Diarylethenes showing peculiar photochromic properties will be produced as active layers in reference surfaces for optical interferometry. The innovation of the project lies in the realization of rewritable reference surfaces (computer generated holograms, CGH) which exploit the reversibility of the photochromic process. As a consequence, only one device will be needed for interferometric measurements of free form optics.
The two research units have already collaborated in developing photochromic devices for astronomical instrumentation and the project will benefit fof the results obtained from previous works.
Concerning the synthesis of the targeted materials, optimization of the contrast, of the quantum yield values and of the refractive index modulation will be the guidelines for the design of the photochromic molecules. The materials which fulfill the requirements will be processed into films through solution techniques.
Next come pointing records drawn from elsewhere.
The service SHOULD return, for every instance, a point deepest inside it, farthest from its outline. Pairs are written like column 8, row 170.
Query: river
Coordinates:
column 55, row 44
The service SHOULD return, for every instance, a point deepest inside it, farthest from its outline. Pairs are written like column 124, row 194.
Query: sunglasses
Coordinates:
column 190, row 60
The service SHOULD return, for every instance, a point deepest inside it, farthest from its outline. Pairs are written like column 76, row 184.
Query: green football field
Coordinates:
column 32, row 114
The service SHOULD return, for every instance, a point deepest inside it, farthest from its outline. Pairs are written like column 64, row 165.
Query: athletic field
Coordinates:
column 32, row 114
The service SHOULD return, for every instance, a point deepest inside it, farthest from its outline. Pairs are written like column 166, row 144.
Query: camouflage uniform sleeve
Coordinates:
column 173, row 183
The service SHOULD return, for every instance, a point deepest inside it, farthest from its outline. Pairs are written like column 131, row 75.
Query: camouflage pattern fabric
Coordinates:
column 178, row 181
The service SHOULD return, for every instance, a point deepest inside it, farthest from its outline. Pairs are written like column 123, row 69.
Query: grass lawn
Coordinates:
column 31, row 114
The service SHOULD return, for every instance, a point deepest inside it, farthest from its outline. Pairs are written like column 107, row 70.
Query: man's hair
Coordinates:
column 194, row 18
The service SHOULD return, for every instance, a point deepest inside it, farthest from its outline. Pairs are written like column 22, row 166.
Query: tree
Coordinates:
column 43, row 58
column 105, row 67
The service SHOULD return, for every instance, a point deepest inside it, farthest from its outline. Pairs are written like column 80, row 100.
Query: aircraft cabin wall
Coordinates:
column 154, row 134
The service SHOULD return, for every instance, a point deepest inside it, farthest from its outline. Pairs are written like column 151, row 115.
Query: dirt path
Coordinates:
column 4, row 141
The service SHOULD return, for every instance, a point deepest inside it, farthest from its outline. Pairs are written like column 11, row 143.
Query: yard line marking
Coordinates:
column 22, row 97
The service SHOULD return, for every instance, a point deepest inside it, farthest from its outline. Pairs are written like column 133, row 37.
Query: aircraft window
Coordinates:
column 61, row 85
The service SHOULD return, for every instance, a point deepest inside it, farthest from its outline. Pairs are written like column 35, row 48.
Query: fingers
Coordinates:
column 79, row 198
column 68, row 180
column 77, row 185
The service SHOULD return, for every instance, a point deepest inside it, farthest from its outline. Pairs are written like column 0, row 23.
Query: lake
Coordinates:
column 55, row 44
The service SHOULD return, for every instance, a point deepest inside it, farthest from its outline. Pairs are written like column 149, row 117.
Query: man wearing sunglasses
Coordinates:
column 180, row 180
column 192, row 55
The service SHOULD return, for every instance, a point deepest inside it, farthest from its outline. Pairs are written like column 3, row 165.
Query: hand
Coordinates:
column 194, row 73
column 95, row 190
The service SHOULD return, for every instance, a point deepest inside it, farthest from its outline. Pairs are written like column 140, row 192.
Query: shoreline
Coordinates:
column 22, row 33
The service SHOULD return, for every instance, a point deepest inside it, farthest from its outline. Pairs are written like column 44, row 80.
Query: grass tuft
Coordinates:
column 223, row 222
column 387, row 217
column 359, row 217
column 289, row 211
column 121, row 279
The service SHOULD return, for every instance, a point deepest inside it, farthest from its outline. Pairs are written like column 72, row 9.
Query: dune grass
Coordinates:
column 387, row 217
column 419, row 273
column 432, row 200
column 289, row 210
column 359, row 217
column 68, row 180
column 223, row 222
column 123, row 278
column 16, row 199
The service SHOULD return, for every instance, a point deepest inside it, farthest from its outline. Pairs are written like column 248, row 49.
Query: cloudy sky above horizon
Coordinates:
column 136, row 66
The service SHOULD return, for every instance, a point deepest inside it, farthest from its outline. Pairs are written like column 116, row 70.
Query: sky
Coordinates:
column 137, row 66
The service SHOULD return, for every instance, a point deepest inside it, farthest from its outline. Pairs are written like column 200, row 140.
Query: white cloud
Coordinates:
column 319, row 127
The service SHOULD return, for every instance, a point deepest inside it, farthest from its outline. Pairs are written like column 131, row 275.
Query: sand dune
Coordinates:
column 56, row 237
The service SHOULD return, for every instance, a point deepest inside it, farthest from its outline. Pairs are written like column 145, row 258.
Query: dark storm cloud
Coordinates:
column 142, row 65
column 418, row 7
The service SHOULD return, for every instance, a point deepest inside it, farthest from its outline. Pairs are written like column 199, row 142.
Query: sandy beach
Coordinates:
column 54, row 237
For each film the contrast in specific wavelength ranges, the optical quality of the surface and the wavefront distortion will be determined. A suitable set-up for interferometric measurements will be implemented starting from the equipment (Fizeau interferometer)already available. Moreover, a setup for the writing process of the photochromic layers will be built. It will have to be characterized by high resolution and good repeatability. As preliminary measurement of the functionality of the proposed system, CHGs will be written on the photochromic substrates to test optics with well-known shape and quality. The final step of the project will consist of the development of an integrated metrology set-up for free form optics which will exploit the rewritability of the photochromic CGH device. <<<

Principal Investigator

Giuseppe Zerbi Politecnico di MILANO

Research Objectives

The development of very large telescopes with mirror diameters larger than 10-20 meters, known as Extremely Large Telescopes (ELTs), is a challenge for the design of new optical instrumentations in the astromonomical field.
The design of such instrumentations will find an important breakthrough with the availability of non traditional optics, such as variable curvature surfaces or even more challenging free-form optics. Even if actual optical manufacturing technologies allow to work very complex shapes, it is not always possible to verify the quality of such surfaces. Consequently, the availability of suitable metrology set-ups for such complex optics is very important.

The objectives of this project are:
- the design and synthesis of new organic materials with peculiar optical properties;
- the use of such materials as optical substrates suited for rewritable reference surfaces for interferometric tests;
The final goal of this research project is to develop an integrated metrology system for free-form optics.

To achieve these aims, two different research groups with complementary know-hows will work together onto this project. The group of Politecnico of Milan (RU1) has a wide experience in the research and development of functional organic materials and in their characterization/trasformation; the other group at the Osservatorio Astronomico di Brera (RU2) involved in the our joint project, currently carries on the design and development of optical instrumentations and optical components for astronomy.
The project will benefit of the results obtained by these two groups in the past: rewritable focal plane masks for multi-object spectroscopy were realized and, more recently, volume-phase holographic gratings are being studied.

Photochromic materials belonging to the class of diarlyethenes offer us a new possibility: to develop rewritable computer-generated holograms (CGHs from now on) to interferometrically test complex optical surfaces. This innovative idea will exploit the reversible change of transmittance and refractive index in the photochromic materials by means of a light stimulus with a chemical structure optimized for this aim.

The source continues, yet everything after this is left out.